Summary
Don't mind, avoid lightning: In this article, the protagonist Li Muyan's identity is equivalent to the female A of abo text, that is, intersex. She lives in an ancient overhead dynasty where there are few futas in the real world. She is cautious and uses men's identity life.Li Muyan (help her), a modern ordinary girl, has become a half-male half-female futa. Li Muyan originally thought that she would live such an ordinary and stable life until Li Muyan met the master of the world and her destiny. Just started an extraordinary journey.The dynastic background of this article is the alternate history after the Song Dynasty, and the background of the rivers and lakes partly overlaps with Jin Yong's novels.When Li Muyan wanted to be intimate with Shui Qingrou, Shui Qingrou threw a question that hit the soul: "How big are your breasts?" Li Muyan: ... The last second: Shui Qingrou: Li Muyan, are you? Monsters in the mountains become?The next second: Shui Qingrou: ..., I understand but I don't fully understand.Li Muyan: I have a showdown, I am a vixen, and I came here to tempt you.Love rival Song Qingshu: ...mmp, there is only one more world where I am injured. #Lightning: The protagonist has a long beard plot, but it is only temporary, if you don't like it, don't enter. #The protagonist was a girl in the past life, and the female + male in this life# Please don’t argue about the setting, if you can’t accept it, don’t enter.Thank you for your support.Content label: Strong and strong gender conversion Jianghu grievances through time and space ┃ Search keywords: Protagonist: Li Muyan, Shui Qingrou ┃ Supporting roles: Hu Wanlou, Fusheng, Mo Feiyu, Meng Xi
- 1.10 In Chapter 1, I feel that the author's writing is not bad.

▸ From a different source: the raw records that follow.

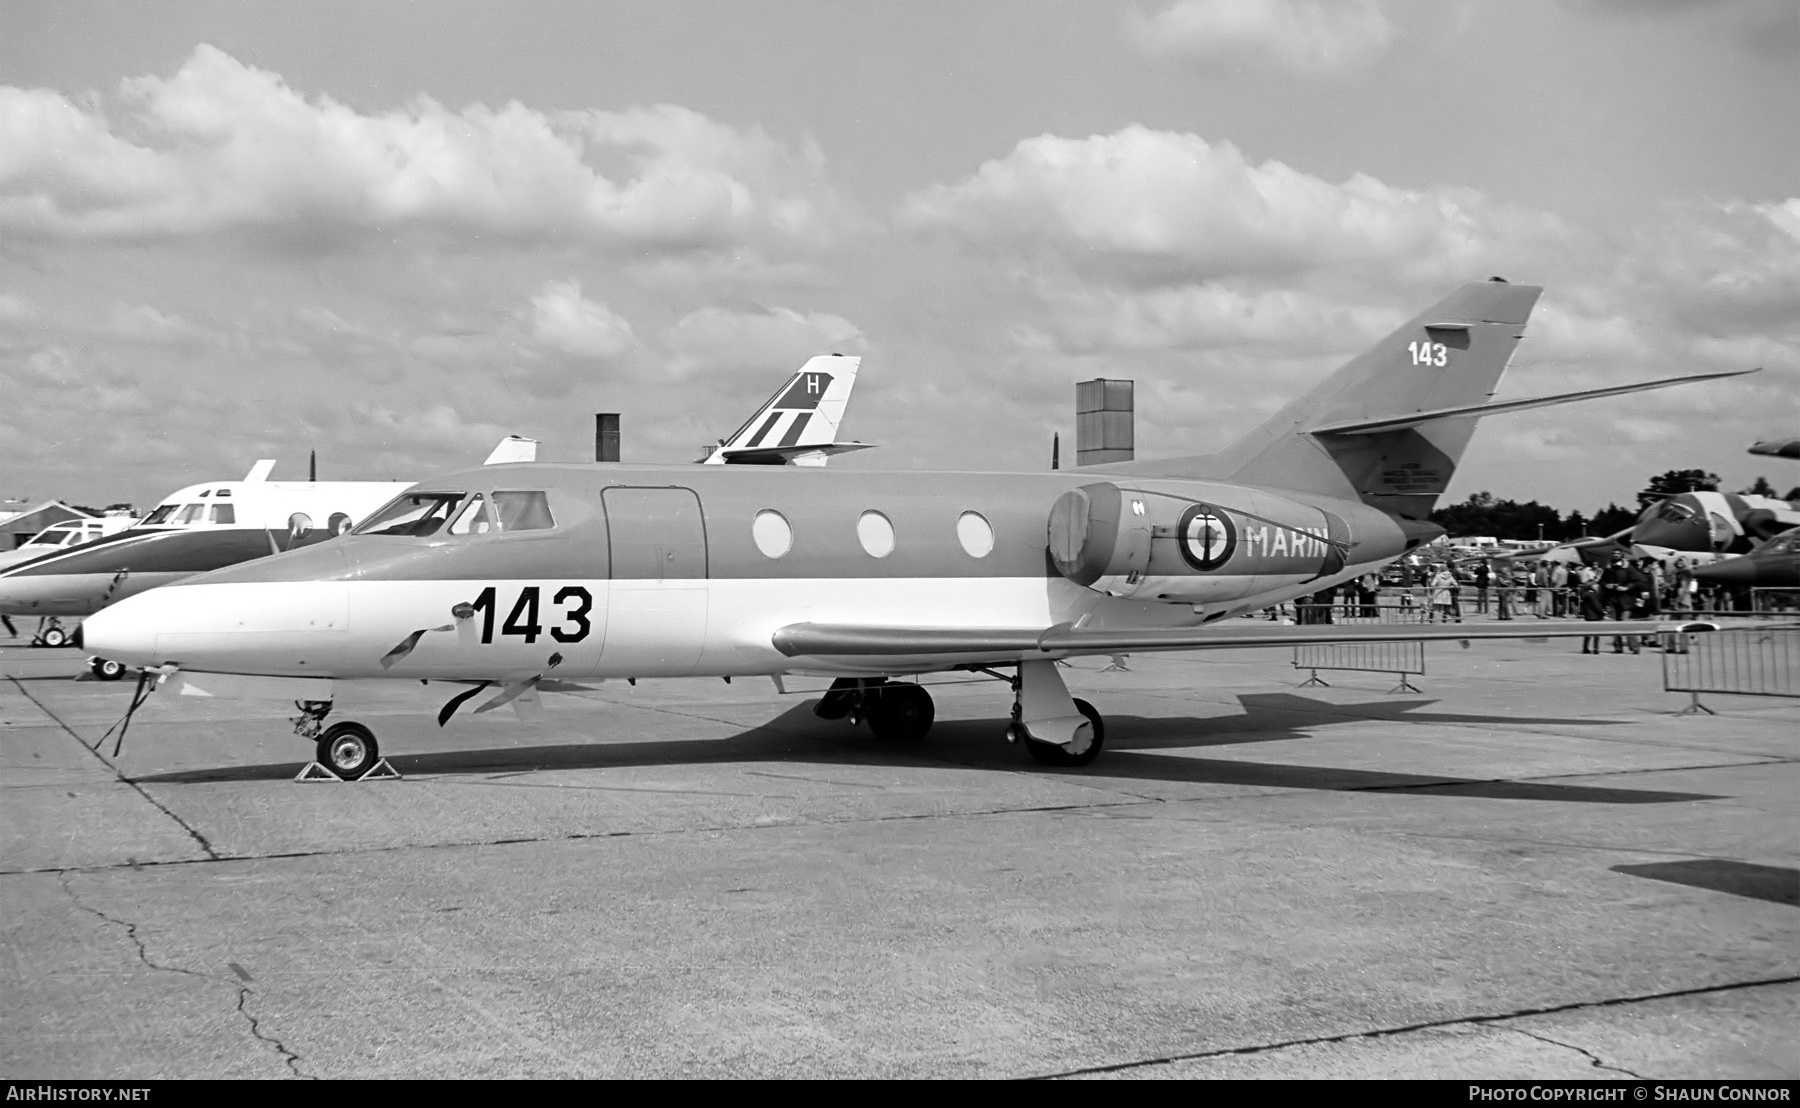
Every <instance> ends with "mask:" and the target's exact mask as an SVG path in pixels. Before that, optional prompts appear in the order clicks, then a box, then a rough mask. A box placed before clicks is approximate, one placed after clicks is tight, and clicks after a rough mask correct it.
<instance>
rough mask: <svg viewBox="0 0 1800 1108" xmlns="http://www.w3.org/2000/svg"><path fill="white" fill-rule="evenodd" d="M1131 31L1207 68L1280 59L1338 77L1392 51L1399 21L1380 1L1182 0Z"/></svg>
mask: <svg viewBox="0 0 1800 1108" xmlns="http://www.w3.org/2000/svg"><path fill="white" fill-rule="evenodd" d="M1129 32H1130V38H1132V41H1134V43H1138V47H1139V49H1143V50H1148V52H1152V54H1159V56H1168V58H1181V59H1184V61H1193V63H1199V65H1220V63H1226V65H1229V63H1240V61H1244V59H1246V58H1253V59H1260V61H1265V63H1273V65H1276V67H1280V68H1283V70H1287V72H1291V74H1301V76H1332V74H1343V72H1348V70H1354V68H1359V67H1363V65H1366V63H1370V61H1373V59H1375V58H1379V56H1381V54H1384V52H1386V50H1388V47H1390V45H1391V43H1393V38H1395V25H1393V22H1391V20H1390V18H1388V14H1386V13H1384V11H1382V7H1381V4H1377V2H1375V0H1177V2H1175V4H1170V5H1168V7H1165V9H1163V11H1159V13H1156V14H1152V16H1145V14H1141V13H1136V11H1134V13H1132V14H1130V18H1129Z"/></svg>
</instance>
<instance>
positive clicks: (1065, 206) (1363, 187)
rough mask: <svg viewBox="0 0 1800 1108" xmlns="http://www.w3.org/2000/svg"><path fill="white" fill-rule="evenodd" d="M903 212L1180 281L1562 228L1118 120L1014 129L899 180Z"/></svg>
mask: <svg viewBox="0 0 1800 1108" xmlns="http://www.w3.org/2000/svg"><path fill="white" fill-rule="evenodd" d="M898 219H900V223H902V227H907V228H913V230H920V232H940V234H950V236H956V237H959V239H963V241H967V243H974V245H979V246H985V248H1003V250H1024V252H1042V250H1057V252H1060V255H1062V257H1064V259H1066V261H1067V263H1069V264H1071V266H1076V268H1084V270H1089V272H1093V270H1096V268H1103V270H1111V272H1112V273H1114V275H1118V277H1123V279H1136V281H1147V282H1192V281H1202V279H1215V277H1228V275H1255V277H1273V275H1292V273H1300V272H1305V270H1314V268H1321V266H1354V264H1366V263H1375V264H1379V268H1381V270H1382V272H1388V273H1393V275H1397V277H1399V279H1400V281H1411V282H1418V281H1438V282H1444V281H1445V279H1451V281H1458V279H1465V277H1469V275H1472V273H1476V272H1478V270H1481V268H1492V266H1496V264H1499V263H1501V261H1503V259H1505V257H1507V255H1508V252H1516V250H1519V248H1521V246H1523V245H1526V243H1546V241H1553V239H1555V237H1557V236H1559V227H1557V221H1555V219H1553V218H1552V216H1548V214H1539V212H1526V210H1519V209H1512V207H1507V205H1499V203H1494V201H1490V200H1487V198H1485V196H1483V194H1480V192H1476V191H1471V189H1435V191H1409V189H1397V187H1391V185H1386V183H1382V182H1379V180H1375V178H1372V176H1366V174H1355V176H1352V178H1350V180H1346V182H1343V183H1336V185H1334V183H1330V182H1325V180H1321V178H1316V176H1310V174H1305V173H1300V171H1296V169H1292V167H1289V165H1283V164H1282V162H1273V160H1271V162H1262V164H1253V162H1249V160H1247V158H1246V156H1244V153H1242V151H1238V147H1237V146H1231V144H1229V142H1208V140H1204V139H1201V137H1197V135H1190V133H1175V131H1156V130H1148V128H1143V126H1130V128H1125V130H1121V131H1114V133H1112V135H1093V137H1089V139H1062V137H1055V135H1042V137H1039V139H1028V140H1024V142H1021V144H1019V146H1017V147H1015V149H1013V151H1012V153H1010V155H1008V156H1006V158H999V160H992V162H986V164H985V165H981V169H979V171H977V173H976V174H974V176H970V178H967V180H963V182H959V183H954V185H940V187H934V189H927V191H923V192H916V194H913V196H909V198H907V200H905V201H904V203H902V209H900V216H898Z"/></svg>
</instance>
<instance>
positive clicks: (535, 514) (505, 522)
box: [493, 489, 556, 532]
mask: <svg viewBox="0 0 1800 1108" xmlns="http://www.w3.org/2000/svg"><path fill="white" fill-rule="evenodd" d="M493 507H495V509H497V511H499V514H500V531H508V532H509V531H547V529H551V527H554V525H556V520H554V518H553V516H551V502H549V496H545V495H544V493H542V491H540V489H533V491H529V493H495V495H493Z"/></svg>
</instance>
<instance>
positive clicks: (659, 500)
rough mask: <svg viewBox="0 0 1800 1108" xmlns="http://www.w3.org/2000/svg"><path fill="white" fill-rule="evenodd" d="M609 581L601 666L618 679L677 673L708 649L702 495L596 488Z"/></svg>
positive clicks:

- 1.1 In Chapter 1, I feel that the author's writing is not bad.
- 1.11 In Chapter 1, I feel that the author's writing is not bad.
- 1.12 In Chapter 1, I feel that the author's writing is not bad.
- 1.13 In Chapter 1, I feel that the author's writing is not bad.
- 1.14 In Chapter 1, I feel that the author's writing is not bad.
- 1.15 In Chapter 1, I feel that the author's writing is not bad.
- 1.16 In Chapter 1, I feel that the author's writing is not bad.
- 1.17 In Chapter 1, I feel that the author's writing is not bad.
- 1.18 In Chapter 1, I feel that the author's writing is not bad.
- 1.19 In Chapter 1, I feel that the author's writing is not bad.
- 1.2 In Chapter 1, I feel that the author's writing is not bad.
- 1.3 In Chapter 1, I feel that the author's writing is not bad.
- 1.4 In Chapter 1, I feel that the author's writing is not bad.
- 1.5 In Chapter 1, I feel that the author's writing is not bad.
- 1.6 In Chapter 1, I feel that the author's writing is not bad.
- 1.7 In Chapter 1, I feel that the author's writing is not bad.
- 1.8 In Chapter 1, I feel that the author's writing is not bad.
- 1.9 In Chapter 1, I feel that the author's writing is not bad.